2.2. 3D ED and computational complexity

Precession electron diffraction (PED) and continuous rotation electron diffraction (cRED) are often used to suppress dynamical diffraction in 3D ED measurements (Vincent & Midgley, 1994 ; Nederlof et al., 2013 ). In PED, the electron beam is precessed in a hollow cone at fixed specimen orientation. In a standard quantum-mechanical Bloch wave simulation equation (1) must be solved for every incident wavevector, and the Bragg diffracted intensities incoherently summed to give the final result. For N diffracted beams the computational cost for diagonalizing the structure matrix $[{\bf{A}}]$ is $[{\cal O}({N^3})]$ for every incident wavevector. Compare this with the physical optics approach given by equation (5). Since $[{{\bf{A}}_P}]$ is a diagonal matrix [equation (4c)]:

$[\exp\left(2\pi i\Delta z{{\bf A}}_{P}\right) = \left\{\exp\left(2\pi i\Delta z{s}_{{\bf g}}\right)\right\}.\eqno(19)]$

The right-hand matrix consists only of $[\exp(2\pi i\Delta zs_{\bf g})]$ terms along the diagonal and zero elsewhere. Since $[{\boldvarphi }_{\bf{g}}]$ is an $[N \times 1]$ column vector, propagation of electron beams between slices, which is given by $[\exp(2\pi i \Delta z{\bf A}_P)\boldvarphi_{\bf g}(z)]$ in equation (5), requires only N multiplications. On the other hand, multiplication by the Bloch phase grating matrix $[\exp(2\pi i\Delta z{\bf A}_Q)]$ requires N² multiplications; the greater complexity for this step is because of the convolution operation in equation (10). In practice, $[{{\bf{A}}_Q}]$ has to be diagonalized first to evaluate $[\exp(2\pi i\Delta z{\bf A}_Q)]$ , although since the specimen is fixed this can be re-used in the simulation. If there are a relatively small number of beams (e.g. Si [001] in this work; Section 4.1) then $[{{\bf{A}}_Q}]$ is diagonalized only once. However, in PED of large unit cell crystals the total number of Bragg beams can be quite large, and therefore it is desirable to select only a subset of strongly excited beams for any given incident wavevector. A single diagonalization of $[{{\bf{A}}_Q}]$ would then only be applicable for a limited wavevector range. Outside this range, $[{{\bf{A}}_Q}]$ would have to be diagonalized again for the new set of Bragg beams.
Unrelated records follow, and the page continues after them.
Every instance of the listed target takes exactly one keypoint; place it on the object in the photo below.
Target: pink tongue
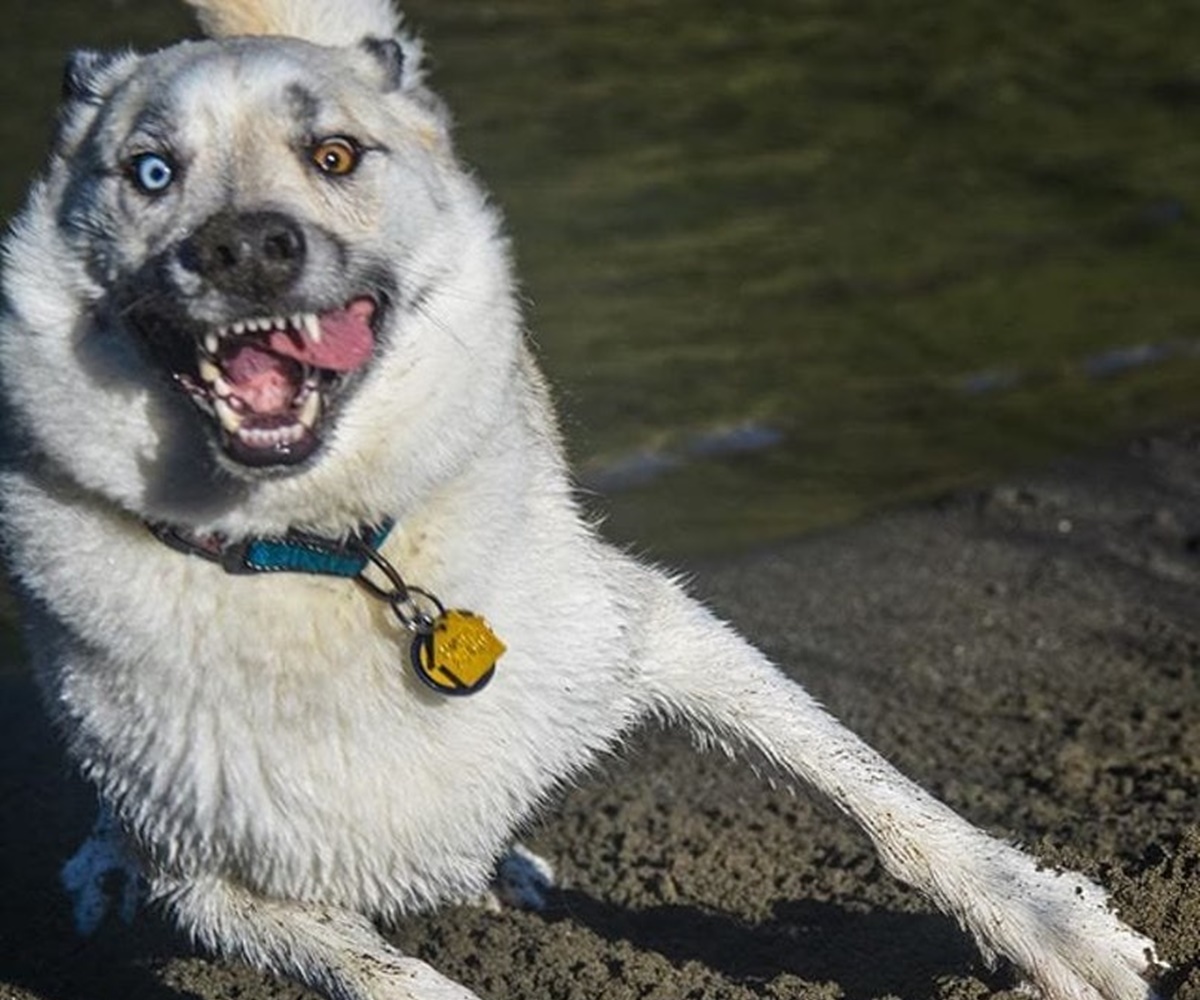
(346, 340)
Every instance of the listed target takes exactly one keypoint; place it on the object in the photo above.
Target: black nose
(257, 255)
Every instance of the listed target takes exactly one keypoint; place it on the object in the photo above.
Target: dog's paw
(522, 881)
(100, 874)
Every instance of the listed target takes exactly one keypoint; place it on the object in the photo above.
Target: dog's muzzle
(269, 376)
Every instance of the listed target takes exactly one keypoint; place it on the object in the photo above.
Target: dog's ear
(88, 79)
(90, 76)
(399, 59)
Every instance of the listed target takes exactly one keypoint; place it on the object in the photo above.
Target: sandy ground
(1032, 653)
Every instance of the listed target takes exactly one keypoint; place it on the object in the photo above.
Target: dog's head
(253, 282)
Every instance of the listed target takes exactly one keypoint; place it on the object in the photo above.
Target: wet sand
(1030, 652)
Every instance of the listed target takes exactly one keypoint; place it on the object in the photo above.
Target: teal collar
(295, 551)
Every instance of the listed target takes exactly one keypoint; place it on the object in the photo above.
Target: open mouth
(271, 382)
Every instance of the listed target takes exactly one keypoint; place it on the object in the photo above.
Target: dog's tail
(325, 22)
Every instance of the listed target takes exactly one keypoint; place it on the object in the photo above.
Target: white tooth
(310, 409)
(226, 414)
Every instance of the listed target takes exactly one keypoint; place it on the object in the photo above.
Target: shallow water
(874, 251)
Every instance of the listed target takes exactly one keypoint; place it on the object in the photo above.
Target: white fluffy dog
(309, 593)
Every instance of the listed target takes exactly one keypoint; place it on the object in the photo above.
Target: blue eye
(151, 172)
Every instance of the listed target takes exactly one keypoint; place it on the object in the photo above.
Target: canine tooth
(310, 409)
(226, 414)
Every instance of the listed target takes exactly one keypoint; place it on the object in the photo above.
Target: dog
(307, 587)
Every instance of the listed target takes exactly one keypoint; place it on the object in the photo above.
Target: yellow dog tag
(457, 654)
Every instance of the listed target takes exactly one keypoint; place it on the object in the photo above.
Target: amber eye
(336, 156)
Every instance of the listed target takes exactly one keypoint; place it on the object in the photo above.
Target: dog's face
(229, 279)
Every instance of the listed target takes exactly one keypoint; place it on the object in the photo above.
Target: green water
(817, 216)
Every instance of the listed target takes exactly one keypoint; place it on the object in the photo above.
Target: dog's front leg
(331, 950)
(1055, 927)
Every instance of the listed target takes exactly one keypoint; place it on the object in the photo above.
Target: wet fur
(283, 780)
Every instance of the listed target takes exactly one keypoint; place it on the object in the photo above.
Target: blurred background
(789, 262)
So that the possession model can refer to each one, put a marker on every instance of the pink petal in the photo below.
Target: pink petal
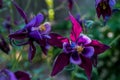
(87, 66)
(61, 61)
(99, 47)
(21, 12)
(57, 40)
(32, 51)
(76, 28)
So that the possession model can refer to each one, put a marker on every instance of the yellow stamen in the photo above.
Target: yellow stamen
(79, 49)
(42, 27)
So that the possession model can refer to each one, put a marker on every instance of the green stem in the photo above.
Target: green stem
(27, 6)
(114, 40)
(11, 13)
Assuming $[{{\bf{A}}_Q}]$ diagonalization is a one-off calculation, the computational cost for physical optics Bloch waves is $[{\cal O}(Z{N^2})]$ per incident PED wavevector, where Z is the number of slices into which the specimen is divided. The physical optics implementation of Bloch wave scattering is therefore more efficient than a quantum-mechanical calculation provided $[N \,\gt\, Z]$ , which is satisfied for thin specimens and large unit cell crystals. For perfect crystals, the performance can also at times be more efficient than multislice, which scales as $[{\cal O}({2ZN_{{\rm{pixels}}}^2{{\log }_2}{N_{{\rm{pixels}}}}} )]$ due to the fast Fourier transform algorithm applied to square images of size $[{N_{{\rm{pixels}}}} \times {N_{{\rm{pixels}}}}]$ . The improvement is because only the important Bragg reflections are calculated with Bloch waves, while multislice simulates the entire diffraction plane, which is inherently sparse for a perfect crystal.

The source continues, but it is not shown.